Data retention policies or schedules list the types of information a data controller holds and for how long they hold it. The DPL does not dictate how long information should be kept. It is up to the data controller to justify this, based on its legal purpose for processing. IPs will only be permitted to retain personal data necessary to fulfil its legal obligation in a formal insolvency. Once the legal obligation is satisfied that information should be erased (deleted) or anonymised.

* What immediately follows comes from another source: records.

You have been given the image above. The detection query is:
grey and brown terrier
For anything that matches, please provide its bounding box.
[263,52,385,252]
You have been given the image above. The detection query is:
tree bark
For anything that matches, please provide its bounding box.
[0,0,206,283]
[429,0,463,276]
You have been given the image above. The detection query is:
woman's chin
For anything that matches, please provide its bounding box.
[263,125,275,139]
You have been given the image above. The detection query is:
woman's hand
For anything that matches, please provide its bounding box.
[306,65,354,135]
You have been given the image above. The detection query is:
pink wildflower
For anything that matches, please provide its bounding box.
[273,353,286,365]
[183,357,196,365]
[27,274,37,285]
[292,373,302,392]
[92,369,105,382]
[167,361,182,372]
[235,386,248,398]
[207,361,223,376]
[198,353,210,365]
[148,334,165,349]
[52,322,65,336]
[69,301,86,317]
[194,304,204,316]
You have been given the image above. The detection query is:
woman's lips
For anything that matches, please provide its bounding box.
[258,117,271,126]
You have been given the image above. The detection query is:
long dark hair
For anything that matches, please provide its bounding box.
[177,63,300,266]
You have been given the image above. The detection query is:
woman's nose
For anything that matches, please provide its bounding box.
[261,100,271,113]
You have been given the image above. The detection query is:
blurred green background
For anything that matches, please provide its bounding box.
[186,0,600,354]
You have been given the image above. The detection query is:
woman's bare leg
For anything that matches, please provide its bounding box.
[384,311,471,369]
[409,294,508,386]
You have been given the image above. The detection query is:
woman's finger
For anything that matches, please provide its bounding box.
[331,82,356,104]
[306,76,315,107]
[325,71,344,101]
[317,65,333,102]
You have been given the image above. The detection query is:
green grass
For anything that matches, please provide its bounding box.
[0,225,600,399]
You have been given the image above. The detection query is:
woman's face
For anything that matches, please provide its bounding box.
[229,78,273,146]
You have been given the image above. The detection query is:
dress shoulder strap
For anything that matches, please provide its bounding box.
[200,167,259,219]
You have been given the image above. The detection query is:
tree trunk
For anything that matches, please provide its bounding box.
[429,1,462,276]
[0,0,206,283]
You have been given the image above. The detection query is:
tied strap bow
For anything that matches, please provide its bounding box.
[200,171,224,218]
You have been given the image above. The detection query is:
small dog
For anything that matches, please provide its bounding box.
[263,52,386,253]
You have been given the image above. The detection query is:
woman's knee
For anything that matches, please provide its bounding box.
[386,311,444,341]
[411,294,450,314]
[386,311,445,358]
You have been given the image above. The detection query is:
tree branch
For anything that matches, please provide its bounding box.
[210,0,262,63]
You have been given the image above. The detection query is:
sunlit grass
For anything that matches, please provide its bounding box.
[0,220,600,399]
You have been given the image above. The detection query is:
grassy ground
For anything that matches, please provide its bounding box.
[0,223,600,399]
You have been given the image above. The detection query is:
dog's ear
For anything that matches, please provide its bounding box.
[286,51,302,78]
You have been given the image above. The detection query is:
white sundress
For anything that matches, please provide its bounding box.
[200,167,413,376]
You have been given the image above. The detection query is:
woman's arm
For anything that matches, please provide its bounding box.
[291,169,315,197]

Under the DPL, IPs will need to consider carefully whether they could be categorised as a data controller and/or data processor from the outset of their appointment. When IPs assume control of an insolvent company they will often assume all the multiple categories of data of the business, including books and records, employee files, client lists and information about directors/ creditors. It is important for an IP to conduct an analysis and identify the information that it will be assuming control over and to understand how such information will be secured and processed during its appointment. If an IP is operating as a data controller it needs to ensure that it is responsive to data requests and that it is operating in full compliance with the DPL to avoid leaving itself open to complaints being submitted to the Ombudsman and the risk of damages being awarded against it. Such complaints could prove not only costly but could also damage an IP's professional reputation and undermine the trust of its creditors.
The content of this article is intended to provide a general guide to the subject matter. Specialist advice should be sought about your specific circumstances.